Sunday, February 8, 2015
'Dislike' - Caring ...
It will take time for the retailer to reap the benefits of its revamp plan to improve sales.
For its second quarter ended Nov 30 2014, its posted revenue and net profit for the quarter improved 5.4% and 14.8% from a year ago, for the cumulative six months to Nov 30 net profit shrank 63.4% to rm2.64 million compared with the previous year.
Caring’s revenue expanded 5.8% to rm177.4 million for the six months due to improved contributions from its new outlets.
The sharp decline in earnings to the increasingly intense price war between pharmacies such as Watson and Guardian.

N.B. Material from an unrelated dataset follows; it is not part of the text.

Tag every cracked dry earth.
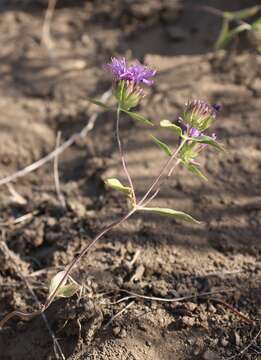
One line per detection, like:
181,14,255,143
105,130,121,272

The group financial statements show that a large chunk of its expenses stemmed from selling and distribution which contributed 18.5% of it revenue in 2QFY2015 and 16.8% in 1QFY2015. This could mean that the current (Jan 2015) promotional and marketing activities are not brining the desired results given its weak performance.
Furthermore, net margins appear to be slim for the group – 0.9% and 2.4% for its 1QFY2015 and 2QFY2015.
Silver lining for Caring could be the drug dispensing policy to separate prescription and dispensing of medicine. The policy of introduced may allow Caring’s pharmacies stationed at its outlets to dispense medicine to patients thereby raising the group’s revenue.
However it is said to be introduced in the next three to five years from now (Jan 2015).
For now only time will tell whether Carign can weather the tough operating conditions to ensure its outlets remain financially sustainable on the back of management’s proposals to revamp its marketing strategies.